NASA astronaut Sunita Williams and Japanese spaceflyer Akihiko Hoshide spent more than eight hours spacewalking outside the space station on Thursday to perform repairs. But, a single sticky space station bolt prevented them from replacing a faulty piece of power system hardware. NASA engineers are now discussing plans for an extra spacewalk to finish the job, an excursion that could occur early next week.
Williams and Hoshide will not perform the spacewalk on the Labor Day holiday on Monday (Sept. 3), but they may have to get their spacesuits ready and discuss plans for the orbital repair work with flight controllers and engineers on Earth, NASA spokesperson Kelly Humphries told SPACE.com.

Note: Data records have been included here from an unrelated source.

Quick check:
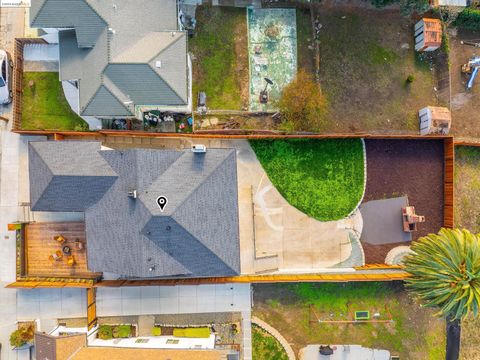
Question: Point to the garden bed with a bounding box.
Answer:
[362,139,444,264]
[253,282,445,359]
[250,139,364,221]
[22,72,88,130]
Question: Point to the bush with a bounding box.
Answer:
[278,70,327,131]
[97,325,113,340]
[10,324,35,348]
[454,8,480,30]
[173,327,210,338]
[152,326,162,336]
[113,325,132,338]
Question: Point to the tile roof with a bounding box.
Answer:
[29,141,240,278]
[30,0,188,117]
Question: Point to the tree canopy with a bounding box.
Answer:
[404,229,480,319]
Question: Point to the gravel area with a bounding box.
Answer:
[362,139,444,264]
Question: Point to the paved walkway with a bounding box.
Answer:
[252,316,295,360]
[300,345,390,360]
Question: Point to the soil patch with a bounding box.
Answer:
[450,29,480,138]
[362,139,444,264]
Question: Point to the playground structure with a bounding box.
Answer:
[462,56,480,90]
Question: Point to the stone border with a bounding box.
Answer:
[252,316,296,360]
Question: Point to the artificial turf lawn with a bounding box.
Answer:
[252,325,288,360]
[22,72,88,130]
[250,139,364,221]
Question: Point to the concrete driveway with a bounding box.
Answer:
[299,345,390,360]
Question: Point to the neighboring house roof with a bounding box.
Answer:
[29,141,240,278]
[30,0,188,117]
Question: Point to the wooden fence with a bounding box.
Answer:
[12,38,47,131]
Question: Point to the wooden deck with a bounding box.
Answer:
[25,222,99,278]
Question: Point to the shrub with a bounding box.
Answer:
[454,8,480,30]
[10,324,35,347]
[97,325,113,340]
[152,326,162,336]
[173,327,210,338]
[278,70,327,131]
[113,325,132,338]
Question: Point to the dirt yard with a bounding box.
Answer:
[362,139,443,264]
[188,5,248,110]
[450,30,480,138]
[308,5,437,133]
[253,283,445,360]
[455,146,480,233]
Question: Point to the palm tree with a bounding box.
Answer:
[403,229,480,360]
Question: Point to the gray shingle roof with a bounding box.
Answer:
[29,142,117,212]
[30,0,107,48]
[30,142,240,278]
[30,0,188,117]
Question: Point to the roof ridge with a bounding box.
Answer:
[147,31,188,102]
[79,83,132,116]
[151,217,237,274]
[82,0,108,27]
[170,149,236,221]
[146,63,188,102]
[147,30,186,64]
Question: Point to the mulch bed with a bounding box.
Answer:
[362,139,444,264]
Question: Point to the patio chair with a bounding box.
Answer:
[48,250,63,261]
[67,256,75,266]
[53,235,65,244]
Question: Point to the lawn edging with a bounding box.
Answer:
[345,138,367,219]
[252,316,296,360]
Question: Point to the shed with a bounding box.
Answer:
[418,106,452,135]
[415,18,442,52]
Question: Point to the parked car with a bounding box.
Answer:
[0,50,13,104]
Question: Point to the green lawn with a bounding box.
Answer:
[253,282,445,360]
[189,6,248,110]
[22,72,88,130]
[455,146,480,233]
[252,325,288,360]
[250,139,364,221]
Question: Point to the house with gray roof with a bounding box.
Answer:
[29,141,240,278]
[30,0,191,118]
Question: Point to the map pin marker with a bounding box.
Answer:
[157,196,168,212]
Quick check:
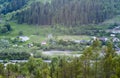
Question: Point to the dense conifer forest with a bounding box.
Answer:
[0,0,120,78]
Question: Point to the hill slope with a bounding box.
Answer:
[0,0,120,25]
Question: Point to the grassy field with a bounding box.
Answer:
[57,35,91,40]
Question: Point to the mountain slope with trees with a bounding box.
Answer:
[14,0,120,25]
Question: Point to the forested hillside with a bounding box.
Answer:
[0,0,120,25]
[12,0,120,25]
[0,0,28,14]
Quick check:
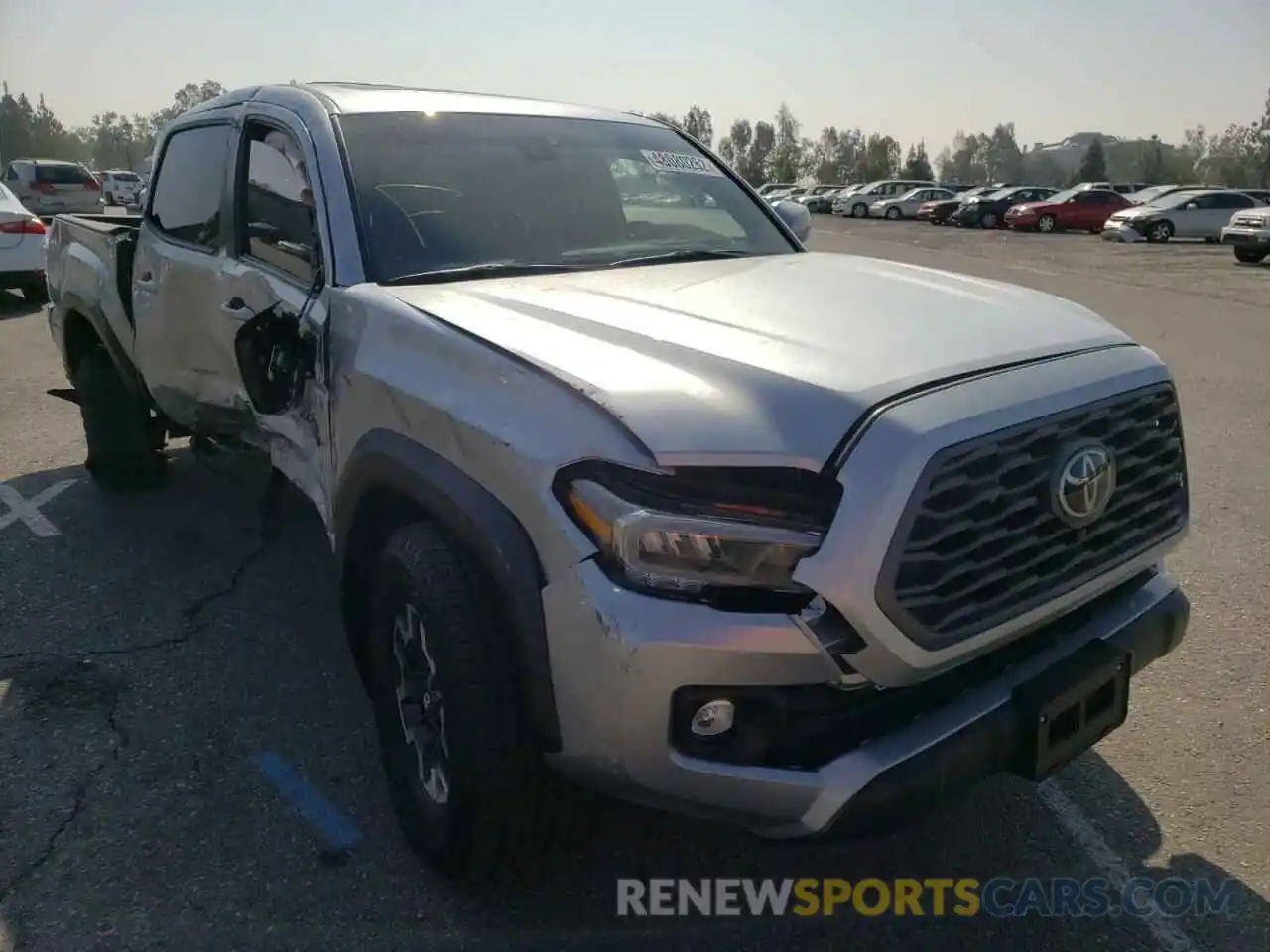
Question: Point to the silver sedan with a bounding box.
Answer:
[869,187,956,221]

During Thursday's spacewalk, Hoshide's spacesuit experienced higher-than-normal temperatures near the end of the excursion. So, he will spend the weekend re-sizing Williams' spacesuit in order to wear it on the next spacewalk. Williams, meanwhile, will assemble a backup spacesuit for her own use while engineers discuss the glitch with Hoshide's original suit.
The International Space Station is currently home to six people making up the orbiting laboratory's Expedition 32 crew. The crew includes two Americans (Williams and NASA astronaut Joe Acaba), one Japanese astronaut (Hoshide) representing the Japan Aerospace Exploration Agency, and Russian cosmonauts Gennady Padalka (the commander), Yuri Malenchenko and Sergei Revin.